• HSBC

Bahrain: Subdued despite its outperformance

  • Sunday, November 30 - 2003 at 18:01

Despite being on track for the best growth performance in a decade, confidence in Bahrain's economy has remained subdued. We examine the reasons why and look ahead to 2004 when Bahrainis should have more to cheer about.

Compared to the stellar performance of its regional peers Bahrain's stock market has been subdued, up only 22% on the year. By contrast Kuwait's bourse has risen 80%, Saudi's by 60%.

Concerns about regional competition may be to blame. Bahrain's position as the region's primary service hub is coming under increasing pressure. Dubai and Doha are both in the midst of a construction boom as they invest heavily into infrastructure. Dubai in particular has aggressive plans for both tourism and financial services - two of Bahrain's traditional strengths. So far Bahrain's response has been low profile, prompting some domestic criticism of a lack of dynamism from the government.

There have been some worrying signs. Tourist numbers have been slow to recover from their Iraq low. Lingering concerns about regional stability may be partly to blame but occupancy rates are underperforming other regional destinations such as Dubai and Egypt. Last year's GDP numbers highlighted that while financial services was still the largest non oil contributor to the economy, it registered almost no growth. Nonetheless plans for the Bahrain Financial Harbour are gathering pace and Bahrain's reputation for the best regional financial regulation so far remains unchallenged.

The external side of the economy has driven growth in 2003, in particular the oil sector. Despite Bahrain's success in diversifying its economy the underlying momentum is still provided by oil revenues. Typically oil accounts for 20% of GDP, 60% of the government revenues and 70% of exports. But there tends to be a nine to twelve month lag between the change in oil prices and its impact on domestic consumption and investment. The wider economic impact of the oil sector's growth therefore has not yet been felt.

The implications of the big hike in government spending may also not be perceived immediately. Capital Spending was doubled from 2002 and is forecasted to remain strong over the next two years as the government overhauls the country's road, water and power infrastructure. State owned enterprises such as Bapco and Aluminum Bahrain have also embarked on large government backed modernisation plans. The latter is half way through a USD 1.7bn plan to double its capacity by 2005, which will make it the largest smelter in the world. The government's investment plan will no doubt place Bahrain on a stronger footing going forward and a better public infrastructure will help Bahrain's efforts to attract foreign investment. However because the spending is project related and will necessitate substantial increase of imported capital goods and foreign expertise there will be little immediate boost to domestic consumption.

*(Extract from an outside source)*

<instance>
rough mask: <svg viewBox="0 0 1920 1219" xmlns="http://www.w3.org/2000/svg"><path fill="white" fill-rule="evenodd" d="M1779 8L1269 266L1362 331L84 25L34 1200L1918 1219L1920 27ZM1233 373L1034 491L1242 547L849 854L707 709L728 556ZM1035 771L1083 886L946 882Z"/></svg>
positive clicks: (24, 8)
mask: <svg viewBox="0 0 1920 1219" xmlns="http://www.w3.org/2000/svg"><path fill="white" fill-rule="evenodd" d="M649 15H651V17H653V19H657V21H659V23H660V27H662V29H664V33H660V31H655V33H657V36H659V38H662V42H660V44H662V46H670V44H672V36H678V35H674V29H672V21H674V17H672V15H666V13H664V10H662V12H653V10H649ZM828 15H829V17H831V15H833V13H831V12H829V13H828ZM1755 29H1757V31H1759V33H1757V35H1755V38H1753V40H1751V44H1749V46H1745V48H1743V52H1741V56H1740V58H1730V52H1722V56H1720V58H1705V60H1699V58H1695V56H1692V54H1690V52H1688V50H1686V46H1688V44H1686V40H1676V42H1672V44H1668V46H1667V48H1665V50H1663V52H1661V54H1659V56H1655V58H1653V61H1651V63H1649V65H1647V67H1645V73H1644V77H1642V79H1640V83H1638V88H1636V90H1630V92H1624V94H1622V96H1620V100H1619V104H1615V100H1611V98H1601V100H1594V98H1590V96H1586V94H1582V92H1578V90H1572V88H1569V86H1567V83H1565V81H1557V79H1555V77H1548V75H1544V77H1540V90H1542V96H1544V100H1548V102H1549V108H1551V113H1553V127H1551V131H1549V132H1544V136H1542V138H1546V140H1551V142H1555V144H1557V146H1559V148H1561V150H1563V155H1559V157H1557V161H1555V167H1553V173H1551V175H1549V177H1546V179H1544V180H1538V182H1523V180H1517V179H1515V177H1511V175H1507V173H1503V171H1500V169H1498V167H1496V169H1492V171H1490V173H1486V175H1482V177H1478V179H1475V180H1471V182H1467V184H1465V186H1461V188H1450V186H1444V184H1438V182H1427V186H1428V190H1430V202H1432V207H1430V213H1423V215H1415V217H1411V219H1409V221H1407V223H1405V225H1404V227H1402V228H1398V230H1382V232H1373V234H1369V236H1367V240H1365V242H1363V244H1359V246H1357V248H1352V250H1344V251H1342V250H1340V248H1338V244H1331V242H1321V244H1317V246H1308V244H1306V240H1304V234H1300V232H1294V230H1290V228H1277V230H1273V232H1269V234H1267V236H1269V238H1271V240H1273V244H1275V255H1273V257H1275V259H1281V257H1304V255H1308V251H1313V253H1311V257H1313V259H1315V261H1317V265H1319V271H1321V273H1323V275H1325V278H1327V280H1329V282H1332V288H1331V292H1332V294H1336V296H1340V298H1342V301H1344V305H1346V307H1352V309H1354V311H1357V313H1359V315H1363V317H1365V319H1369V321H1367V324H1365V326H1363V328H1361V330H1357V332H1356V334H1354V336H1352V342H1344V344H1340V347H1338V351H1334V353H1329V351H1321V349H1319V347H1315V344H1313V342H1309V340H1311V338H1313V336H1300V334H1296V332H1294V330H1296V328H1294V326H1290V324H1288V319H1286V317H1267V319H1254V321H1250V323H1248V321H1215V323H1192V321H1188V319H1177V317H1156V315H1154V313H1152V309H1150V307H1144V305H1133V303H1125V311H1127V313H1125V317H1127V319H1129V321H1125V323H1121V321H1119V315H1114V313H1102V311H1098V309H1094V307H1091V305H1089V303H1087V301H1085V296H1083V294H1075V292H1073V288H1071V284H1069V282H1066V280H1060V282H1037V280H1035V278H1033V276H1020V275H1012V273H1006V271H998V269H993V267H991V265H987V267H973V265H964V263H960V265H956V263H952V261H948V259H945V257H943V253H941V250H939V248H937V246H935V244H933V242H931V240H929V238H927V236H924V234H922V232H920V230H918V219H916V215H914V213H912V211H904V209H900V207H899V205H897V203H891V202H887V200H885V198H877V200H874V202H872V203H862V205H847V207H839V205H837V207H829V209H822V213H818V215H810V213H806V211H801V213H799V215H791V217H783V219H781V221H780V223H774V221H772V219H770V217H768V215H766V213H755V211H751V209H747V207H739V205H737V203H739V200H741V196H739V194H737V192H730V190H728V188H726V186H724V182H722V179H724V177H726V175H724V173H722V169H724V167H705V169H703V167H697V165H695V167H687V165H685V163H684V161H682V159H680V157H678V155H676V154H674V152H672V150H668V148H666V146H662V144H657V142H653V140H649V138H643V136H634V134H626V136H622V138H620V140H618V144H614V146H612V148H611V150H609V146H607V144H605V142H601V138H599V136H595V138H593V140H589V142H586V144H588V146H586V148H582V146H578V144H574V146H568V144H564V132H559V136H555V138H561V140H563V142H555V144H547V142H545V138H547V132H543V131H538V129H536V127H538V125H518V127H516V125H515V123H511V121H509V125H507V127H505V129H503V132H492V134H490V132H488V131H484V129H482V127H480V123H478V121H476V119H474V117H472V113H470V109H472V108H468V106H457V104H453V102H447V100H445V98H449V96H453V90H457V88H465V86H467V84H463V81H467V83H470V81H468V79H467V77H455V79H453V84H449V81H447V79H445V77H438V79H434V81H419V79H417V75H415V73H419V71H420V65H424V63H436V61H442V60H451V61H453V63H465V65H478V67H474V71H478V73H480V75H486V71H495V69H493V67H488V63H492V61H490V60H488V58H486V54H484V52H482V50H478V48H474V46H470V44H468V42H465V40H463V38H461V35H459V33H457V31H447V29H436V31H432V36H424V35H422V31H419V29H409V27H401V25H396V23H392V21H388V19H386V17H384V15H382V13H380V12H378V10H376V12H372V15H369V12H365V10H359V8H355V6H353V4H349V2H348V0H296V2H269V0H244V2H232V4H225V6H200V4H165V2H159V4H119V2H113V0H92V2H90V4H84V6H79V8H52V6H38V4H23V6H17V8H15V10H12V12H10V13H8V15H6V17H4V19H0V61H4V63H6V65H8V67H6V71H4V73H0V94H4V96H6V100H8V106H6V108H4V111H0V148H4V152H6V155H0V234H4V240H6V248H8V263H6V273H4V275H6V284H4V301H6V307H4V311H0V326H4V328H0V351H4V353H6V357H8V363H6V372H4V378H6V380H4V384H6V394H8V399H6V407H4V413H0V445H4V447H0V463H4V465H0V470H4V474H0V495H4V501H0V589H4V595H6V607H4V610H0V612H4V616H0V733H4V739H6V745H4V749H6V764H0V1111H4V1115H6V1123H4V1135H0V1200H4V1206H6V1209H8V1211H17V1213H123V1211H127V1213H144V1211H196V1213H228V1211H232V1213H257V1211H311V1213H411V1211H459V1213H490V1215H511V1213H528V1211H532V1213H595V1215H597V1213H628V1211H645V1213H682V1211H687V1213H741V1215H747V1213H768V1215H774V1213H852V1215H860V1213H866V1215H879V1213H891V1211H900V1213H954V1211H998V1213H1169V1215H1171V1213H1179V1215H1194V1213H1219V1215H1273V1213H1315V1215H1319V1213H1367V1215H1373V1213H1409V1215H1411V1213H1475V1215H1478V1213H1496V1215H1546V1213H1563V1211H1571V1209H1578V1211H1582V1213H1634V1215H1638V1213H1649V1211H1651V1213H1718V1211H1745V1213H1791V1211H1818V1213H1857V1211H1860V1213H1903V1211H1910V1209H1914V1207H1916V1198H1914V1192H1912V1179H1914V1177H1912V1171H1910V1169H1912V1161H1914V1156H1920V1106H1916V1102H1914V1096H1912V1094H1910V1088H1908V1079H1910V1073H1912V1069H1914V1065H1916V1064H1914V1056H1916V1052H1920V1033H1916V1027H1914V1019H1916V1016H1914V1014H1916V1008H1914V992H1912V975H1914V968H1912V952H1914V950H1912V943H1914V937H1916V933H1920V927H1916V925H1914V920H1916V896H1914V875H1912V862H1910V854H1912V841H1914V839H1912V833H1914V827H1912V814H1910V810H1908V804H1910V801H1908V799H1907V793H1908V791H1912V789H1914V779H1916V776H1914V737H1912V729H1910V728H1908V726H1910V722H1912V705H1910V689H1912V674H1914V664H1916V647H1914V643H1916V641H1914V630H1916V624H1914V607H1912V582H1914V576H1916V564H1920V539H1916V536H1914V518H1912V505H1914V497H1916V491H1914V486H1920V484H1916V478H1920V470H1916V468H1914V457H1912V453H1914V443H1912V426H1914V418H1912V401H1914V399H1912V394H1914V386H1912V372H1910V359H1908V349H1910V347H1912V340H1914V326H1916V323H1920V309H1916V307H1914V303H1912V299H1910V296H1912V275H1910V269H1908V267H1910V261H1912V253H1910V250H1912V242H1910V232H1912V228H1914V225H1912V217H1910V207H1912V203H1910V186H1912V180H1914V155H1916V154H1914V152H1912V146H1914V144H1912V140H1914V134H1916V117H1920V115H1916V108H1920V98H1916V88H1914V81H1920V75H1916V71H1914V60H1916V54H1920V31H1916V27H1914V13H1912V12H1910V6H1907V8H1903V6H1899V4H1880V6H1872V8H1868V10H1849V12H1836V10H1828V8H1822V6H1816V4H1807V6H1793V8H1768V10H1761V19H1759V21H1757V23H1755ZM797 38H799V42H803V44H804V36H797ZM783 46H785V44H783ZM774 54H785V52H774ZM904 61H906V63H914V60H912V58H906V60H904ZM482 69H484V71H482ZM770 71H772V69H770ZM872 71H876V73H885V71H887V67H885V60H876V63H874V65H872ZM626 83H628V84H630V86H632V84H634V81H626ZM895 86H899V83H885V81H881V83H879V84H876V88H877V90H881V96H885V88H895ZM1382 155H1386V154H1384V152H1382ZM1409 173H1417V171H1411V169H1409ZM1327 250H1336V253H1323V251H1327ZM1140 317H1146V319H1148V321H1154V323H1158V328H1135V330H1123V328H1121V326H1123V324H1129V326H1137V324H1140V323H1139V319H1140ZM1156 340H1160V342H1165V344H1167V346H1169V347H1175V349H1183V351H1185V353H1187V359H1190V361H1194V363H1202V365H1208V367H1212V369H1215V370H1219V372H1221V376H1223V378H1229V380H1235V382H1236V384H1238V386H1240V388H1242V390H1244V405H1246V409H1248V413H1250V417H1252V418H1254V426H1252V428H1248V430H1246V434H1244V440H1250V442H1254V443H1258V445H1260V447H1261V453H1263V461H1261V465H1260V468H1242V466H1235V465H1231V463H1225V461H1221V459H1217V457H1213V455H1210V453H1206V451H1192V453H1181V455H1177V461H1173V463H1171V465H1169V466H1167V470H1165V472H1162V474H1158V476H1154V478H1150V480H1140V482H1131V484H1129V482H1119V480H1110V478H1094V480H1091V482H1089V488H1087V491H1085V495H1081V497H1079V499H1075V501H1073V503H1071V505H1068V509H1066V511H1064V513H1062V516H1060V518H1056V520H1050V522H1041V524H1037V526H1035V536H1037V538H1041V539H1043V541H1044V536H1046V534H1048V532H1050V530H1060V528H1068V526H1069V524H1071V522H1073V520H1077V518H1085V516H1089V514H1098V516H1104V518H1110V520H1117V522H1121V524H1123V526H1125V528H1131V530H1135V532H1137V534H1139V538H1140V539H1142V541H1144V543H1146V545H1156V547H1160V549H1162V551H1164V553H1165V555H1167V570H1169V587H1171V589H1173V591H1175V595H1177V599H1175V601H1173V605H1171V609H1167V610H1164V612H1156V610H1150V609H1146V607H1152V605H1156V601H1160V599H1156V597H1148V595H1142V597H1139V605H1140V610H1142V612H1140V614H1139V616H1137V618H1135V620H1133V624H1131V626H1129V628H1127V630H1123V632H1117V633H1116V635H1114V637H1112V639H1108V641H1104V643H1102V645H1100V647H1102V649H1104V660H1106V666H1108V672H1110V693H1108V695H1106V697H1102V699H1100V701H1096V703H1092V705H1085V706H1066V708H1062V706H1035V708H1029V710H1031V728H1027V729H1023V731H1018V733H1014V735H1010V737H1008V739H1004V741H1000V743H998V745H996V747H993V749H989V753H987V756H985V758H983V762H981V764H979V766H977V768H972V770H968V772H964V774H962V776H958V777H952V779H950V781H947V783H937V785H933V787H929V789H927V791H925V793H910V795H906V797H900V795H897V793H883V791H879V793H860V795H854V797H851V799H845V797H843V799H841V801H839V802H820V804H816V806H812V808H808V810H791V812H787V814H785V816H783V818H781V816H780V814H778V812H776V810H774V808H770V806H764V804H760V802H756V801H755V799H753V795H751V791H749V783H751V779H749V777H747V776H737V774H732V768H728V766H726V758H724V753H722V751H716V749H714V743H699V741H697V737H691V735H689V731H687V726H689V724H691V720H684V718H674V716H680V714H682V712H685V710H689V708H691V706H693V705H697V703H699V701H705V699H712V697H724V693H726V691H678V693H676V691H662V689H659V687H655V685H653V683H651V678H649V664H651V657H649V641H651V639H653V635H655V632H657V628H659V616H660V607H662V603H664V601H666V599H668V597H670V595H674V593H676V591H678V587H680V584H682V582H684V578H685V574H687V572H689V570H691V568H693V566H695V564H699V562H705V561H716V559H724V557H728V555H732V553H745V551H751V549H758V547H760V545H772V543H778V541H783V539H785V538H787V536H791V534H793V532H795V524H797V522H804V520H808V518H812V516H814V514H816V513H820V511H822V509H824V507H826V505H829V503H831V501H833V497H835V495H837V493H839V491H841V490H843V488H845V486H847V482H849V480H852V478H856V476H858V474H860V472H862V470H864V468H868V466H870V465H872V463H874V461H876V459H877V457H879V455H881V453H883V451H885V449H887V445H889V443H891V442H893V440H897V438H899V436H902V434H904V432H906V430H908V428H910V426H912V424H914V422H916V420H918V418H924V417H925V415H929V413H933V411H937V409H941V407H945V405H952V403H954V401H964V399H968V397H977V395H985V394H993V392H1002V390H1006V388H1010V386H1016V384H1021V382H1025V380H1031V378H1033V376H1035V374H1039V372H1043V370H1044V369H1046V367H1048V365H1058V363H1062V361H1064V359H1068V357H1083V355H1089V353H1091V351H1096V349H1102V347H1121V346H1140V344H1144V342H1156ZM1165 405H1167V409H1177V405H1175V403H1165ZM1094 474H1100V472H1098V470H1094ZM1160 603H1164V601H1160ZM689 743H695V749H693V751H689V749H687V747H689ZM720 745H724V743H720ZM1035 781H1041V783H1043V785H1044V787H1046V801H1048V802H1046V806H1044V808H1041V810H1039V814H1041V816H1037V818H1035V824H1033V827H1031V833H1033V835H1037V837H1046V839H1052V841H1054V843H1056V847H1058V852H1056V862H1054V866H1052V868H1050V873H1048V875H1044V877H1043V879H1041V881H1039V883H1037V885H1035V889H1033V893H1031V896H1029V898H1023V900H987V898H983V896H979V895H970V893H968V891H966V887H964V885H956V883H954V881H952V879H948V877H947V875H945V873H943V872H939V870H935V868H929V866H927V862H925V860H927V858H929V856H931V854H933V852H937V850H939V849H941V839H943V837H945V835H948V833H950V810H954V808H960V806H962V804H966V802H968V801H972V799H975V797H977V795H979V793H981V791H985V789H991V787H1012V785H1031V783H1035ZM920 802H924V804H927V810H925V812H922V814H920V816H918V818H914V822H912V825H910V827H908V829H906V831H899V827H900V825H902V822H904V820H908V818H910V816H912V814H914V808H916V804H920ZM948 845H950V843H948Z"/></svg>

Unemployment is another drag on sentiment. The recent strong performance of the economy has not yet translated into job creation among nationals. The current rate is estimated at 14% among the indigenous population. The government continues to direct funds at the problem but with limited success. The situation is compounded by Bahrain's demographic profile: almost fifty percent of the national population is below the age of 20. Bahrainisation of the workforce remains a priority.

Next year may be different. Despite a more challenging global backdrop, with lower oil prices and higher interest rates, Bahrainis may have more to cheer about. The first Formula 1 race in the Middle East is planned and should be a huge success. The US may conclude a free trade agreement and stability in Iraq could bring significant business opportunities. We expect real growth to be 6.5% in 2003 and 3% in 2004. Inflation should remain relatively muted below 1%.